Conoil Plc, operator in the downstream sector on Tuesday released its first quarter result for 2018; a day after it shares was suspended for trading at the Nigerian’s Stock Exchange (NSE). The result however shows a 21.8 percent increase in its earnings as for the first quarter 2018 as against Q1 2017. Analysis reveals that the company’s earnings were boosted by a surge in its operating income by 212 percent from N30.9 million in Q1 2017 to N96.4 million.
Critical look into the company’s book shows operating income was beefed up by service income and interest from bank deposit received the Conoil plc. Service income and interest from bank deposit amounted to N55.04 million and N10.5 million respectively.
Service income represents commissions received from dealers for the use of the Company’s properties at service stations. The dealers use the properties for the sale of Conoil’s products.
Profit after tax (PAT) of the company increased from N173.5 million as recorded in Q1 2017 to N211.3 million in Q1 2018.
The company’s cost of sales increased by 33 percent from N21.16 billion in Q1 2017 to N28.3 billion in Q1 2018. This drove down its gross profits despite higher revenue of N31.3 billion in Q1 2018 against N24.5 billion recorded in 2017. Gross profit depreciated by 8 percent from N3.3 billion in Q1 2017 to N3.1 in Q1 2018 billion due to high cost of sales.
Conoil plc incurred higher cost of sales in the sale of White products which amounted to N27.3 billion of total cost of sales.
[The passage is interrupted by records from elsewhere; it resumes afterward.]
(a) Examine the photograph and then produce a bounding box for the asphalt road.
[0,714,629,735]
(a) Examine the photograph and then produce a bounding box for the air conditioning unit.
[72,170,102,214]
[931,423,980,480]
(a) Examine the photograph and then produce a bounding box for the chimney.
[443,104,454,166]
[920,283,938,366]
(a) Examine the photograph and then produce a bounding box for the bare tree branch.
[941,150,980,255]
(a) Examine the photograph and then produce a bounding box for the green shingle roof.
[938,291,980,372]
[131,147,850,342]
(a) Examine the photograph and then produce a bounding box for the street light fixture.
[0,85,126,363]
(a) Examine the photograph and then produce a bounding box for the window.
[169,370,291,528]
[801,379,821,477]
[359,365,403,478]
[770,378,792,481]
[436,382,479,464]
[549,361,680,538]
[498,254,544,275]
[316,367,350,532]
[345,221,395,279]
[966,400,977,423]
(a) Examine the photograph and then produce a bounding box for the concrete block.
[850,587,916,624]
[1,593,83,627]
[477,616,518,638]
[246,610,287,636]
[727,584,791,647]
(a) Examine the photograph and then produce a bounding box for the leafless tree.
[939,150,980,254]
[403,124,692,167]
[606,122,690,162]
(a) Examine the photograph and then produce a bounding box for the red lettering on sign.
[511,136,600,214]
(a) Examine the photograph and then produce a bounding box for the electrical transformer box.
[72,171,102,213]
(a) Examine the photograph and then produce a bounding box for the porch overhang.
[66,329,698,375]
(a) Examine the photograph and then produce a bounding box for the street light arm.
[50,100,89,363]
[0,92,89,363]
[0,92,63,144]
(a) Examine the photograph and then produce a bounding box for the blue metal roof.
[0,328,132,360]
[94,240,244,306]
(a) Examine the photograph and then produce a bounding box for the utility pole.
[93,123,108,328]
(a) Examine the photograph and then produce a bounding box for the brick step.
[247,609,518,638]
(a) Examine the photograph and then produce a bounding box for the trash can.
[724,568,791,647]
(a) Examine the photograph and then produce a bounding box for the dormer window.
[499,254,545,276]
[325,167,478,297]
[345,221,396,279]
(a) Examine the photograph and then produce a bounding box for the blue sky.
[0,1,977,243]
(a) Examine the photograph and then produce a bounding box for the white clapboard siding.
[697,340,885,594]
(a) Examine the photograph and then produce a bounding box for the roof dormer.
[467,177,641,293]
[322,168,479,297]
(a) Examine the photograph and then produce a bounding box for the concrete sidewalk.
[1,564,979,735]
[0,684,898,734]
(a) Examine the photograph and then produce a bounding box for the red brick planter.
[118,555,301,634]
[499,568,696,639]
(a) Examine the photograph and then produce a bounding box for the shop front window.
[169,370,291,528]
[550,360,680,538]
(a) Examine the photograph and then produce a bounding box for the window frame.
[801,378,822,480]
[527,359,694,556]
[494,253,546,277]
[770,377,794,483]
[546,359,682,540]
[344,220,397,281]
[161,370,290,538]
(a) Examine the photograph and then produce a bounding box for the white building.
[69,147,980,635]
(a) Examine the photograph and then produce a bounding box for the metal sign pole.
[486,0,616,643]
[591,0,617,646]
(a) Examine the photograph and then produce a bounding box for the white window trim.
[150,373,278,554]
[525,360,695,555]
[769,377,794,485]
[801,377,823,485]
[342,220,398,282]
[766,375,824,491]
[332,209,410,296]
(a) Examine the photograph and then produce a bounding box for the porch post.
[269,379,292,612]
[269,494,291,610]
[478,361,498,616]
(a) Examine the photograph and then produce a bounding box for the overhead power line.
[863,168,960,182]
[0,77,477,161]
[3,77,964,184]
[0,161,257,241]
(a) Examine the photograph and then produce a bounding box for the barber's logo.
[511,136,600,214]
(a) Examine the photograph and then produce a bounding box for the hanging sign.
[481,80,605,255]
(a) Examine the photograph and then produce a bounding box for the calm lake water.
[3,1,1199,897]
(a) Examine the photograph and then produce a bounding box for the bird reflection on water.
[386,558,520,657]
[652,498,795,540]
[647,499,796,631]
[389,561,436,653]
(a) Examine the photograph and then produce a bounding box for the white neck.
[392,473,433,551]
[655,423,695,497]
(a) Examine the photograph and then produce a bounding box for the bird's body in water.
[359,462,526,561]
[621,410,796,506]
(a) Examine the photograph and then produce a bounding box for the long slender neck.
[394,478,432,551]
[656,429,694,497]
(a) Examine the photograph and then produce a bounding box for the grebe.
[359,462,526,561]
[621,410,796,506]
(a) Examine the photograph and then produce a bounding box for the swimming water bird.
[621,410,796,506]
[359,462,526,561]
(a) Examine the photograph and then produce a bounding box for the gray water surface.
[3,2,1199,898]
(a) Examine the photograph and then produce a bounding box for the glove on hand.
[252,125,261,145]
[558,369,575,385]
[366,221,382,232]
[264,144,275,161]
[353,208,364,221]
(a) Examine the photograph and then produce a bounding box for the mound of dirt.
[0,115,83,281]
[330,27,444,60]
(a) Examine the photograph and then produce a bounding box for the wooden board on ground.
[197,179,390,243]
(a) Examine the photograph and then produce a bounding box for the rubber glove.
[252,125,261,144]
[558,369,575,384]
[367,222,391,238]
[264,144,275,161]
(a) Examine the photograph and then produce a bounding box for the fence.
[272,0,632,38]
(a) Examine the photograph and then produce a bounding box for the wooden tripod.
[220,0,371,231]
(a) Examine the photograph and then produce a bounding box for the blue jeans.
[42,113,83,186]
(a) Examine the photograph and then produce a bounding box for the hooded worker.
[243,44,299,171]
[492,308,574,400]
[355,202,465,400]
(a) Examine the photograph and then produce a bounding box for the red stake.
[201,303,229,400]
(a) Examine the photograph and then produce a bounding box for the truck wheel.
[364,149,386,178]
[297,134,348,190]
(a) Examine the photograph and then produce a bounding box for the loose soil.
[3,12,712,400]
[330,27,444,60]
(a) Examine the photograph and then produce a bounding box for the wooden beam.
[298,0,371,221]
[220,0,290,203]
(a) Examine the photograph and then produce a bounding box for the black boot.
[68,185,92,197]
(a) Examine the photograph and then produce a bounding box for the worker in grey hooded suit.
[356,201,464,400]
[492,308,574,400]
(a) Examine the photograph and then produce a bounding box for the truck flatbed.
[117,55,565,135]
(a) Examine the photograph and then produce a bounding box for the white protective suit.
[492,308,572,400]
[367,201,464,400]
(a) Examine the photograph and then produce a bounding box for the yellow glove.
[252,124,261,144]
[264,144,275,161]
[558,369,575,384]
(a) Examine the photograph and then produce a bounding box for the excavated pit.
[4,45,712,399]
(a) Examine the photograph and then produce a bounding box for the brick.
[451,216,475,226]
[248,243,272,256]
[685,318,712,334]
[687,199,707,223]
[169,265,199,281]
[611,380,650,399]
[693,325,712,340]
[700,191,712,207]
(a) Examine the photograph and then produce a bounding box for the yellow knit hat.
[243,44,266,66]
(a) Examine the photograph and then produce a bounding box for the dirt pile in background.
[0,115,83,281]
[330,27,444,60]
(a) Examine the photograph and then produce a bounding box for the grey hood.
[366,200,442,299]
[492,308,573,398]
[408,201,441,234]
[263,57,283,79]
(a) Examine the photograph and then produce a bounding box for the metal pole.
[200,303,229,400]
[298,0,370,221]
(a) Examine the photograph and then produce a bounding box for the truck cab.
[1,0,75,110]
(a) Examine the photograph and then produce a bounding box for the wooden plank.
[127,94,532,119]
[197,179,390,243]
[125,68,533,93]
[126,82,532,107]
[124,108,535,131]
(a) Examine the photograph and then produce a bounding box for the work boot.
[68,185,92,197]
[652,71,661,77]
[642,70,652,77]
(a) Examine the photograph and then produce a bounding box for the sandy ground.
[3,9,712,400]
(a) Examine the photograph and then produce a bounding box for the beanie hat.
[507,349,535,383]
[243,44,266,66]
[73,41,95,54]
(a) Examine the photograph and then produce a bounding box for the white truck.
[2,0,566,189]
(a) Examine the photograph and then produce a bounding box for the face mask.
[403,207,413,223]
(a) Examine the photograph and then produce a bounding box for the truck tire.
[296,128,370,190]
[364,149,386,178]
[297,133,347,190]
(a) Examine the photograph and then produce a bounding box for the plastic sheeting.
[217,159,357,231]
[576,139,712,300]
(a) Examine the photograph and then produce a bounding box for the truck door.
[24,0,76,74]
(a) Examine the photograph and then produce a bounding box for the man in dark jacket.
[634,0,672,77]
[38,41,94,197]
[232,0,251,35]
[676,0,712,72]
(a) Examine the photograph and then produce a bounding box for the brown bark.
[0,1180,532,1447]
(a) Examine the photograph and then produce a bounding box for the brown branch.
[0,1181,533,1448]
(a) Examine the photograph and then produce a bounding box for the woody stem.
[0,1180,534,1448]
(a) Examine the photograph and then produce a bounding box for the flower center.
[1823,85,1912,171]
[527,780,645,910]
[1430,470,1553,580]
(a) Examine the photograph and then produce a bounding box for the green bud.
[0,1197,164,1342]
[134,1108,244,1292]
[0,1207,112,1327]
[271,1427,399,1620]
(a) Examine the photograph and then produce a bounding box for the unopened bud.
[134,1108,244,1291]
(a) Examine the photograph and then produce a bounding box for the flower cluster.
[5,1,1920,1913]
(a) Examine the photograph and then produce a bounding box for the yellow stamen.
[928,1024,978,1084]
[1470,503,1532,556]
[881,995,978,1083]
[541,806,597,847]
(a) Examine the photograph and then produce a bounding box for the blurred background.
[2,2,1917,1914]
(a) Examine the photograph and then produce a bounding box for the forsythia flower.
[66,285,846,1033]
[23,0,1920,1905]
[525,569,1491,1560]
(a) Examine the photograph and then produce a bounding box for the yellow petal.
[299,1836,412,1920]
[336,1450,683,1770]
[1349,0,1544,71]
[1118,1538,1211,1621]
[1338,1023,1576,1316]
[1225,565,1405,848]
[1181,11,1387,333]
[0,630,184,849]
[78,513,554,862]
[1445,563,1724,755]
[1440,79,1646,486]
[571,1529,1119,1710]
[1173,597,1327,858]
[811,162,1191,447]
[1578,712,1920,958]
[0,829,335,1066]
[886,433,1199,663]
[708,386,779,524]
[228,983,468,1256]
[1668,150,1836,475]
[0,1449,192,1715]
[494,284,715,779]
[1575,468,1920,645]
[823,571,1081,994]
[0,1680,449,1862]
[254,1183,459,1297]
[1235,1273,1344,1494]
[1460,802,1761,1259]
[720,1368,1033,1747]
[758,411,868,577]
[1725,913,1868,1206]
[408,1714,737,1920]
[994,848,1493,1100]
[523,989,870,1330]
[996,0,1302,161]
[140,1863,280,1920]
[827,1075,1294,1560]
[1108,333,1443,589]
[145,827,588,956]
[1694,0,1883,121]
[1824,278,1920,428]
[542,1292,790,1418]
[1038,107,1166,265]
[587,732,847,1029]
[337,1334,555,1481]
Sales of lubricants attracted a cost of N953.3 million during the same period.
The White products segment is involved in the sale of Premium Motor Spirit (PMS), Aviation Turbine Kerosene (ATK), Dual Purpose Kerosene (DPK), Low-pour Fuel Oil (LPFO) and Automotive Gasoline/grease Oil (AGO).
Lubricant products included Lubricants transport, Lubricants industrial, Greases, Process Oil and Bitumen.
Conoil plc earlier today released its Q1 result after delaying for so long which led to the suspension of trading its shares on the Nigeria Stock Exchange Market (NSE). However, a report about lifting its suspension has not been released by the NSE after prompt action by Conoil plc.
According to the memo passed by the NSE, the suspension of Conoil Plc will only be lifted upon the submission of the relevant accounts and upon satisfaction of the exchange in the compliance of accounts in line with all applicable rules.
According to Paul Uzum, a Lagos based stock broker at the NSE, explains to BusinessDay, “The NSE should probably lift the suspension this week following the prompt action by Conoil. However, he doesn’t see the market reacting to Conoil’s suspension as some investors naturally skeptical about Conoil due to their delay in releasing their financials”.
YTD analysis reveals that Conoil’s share price reached its climax of N41.38 as at the 22nd of January, however, dropped to N23.00 as at the last trading day before its suspension. This represents a 44 percent drop in its share price and an 11 percent YTD decline from N28 during opening trading day in 2018.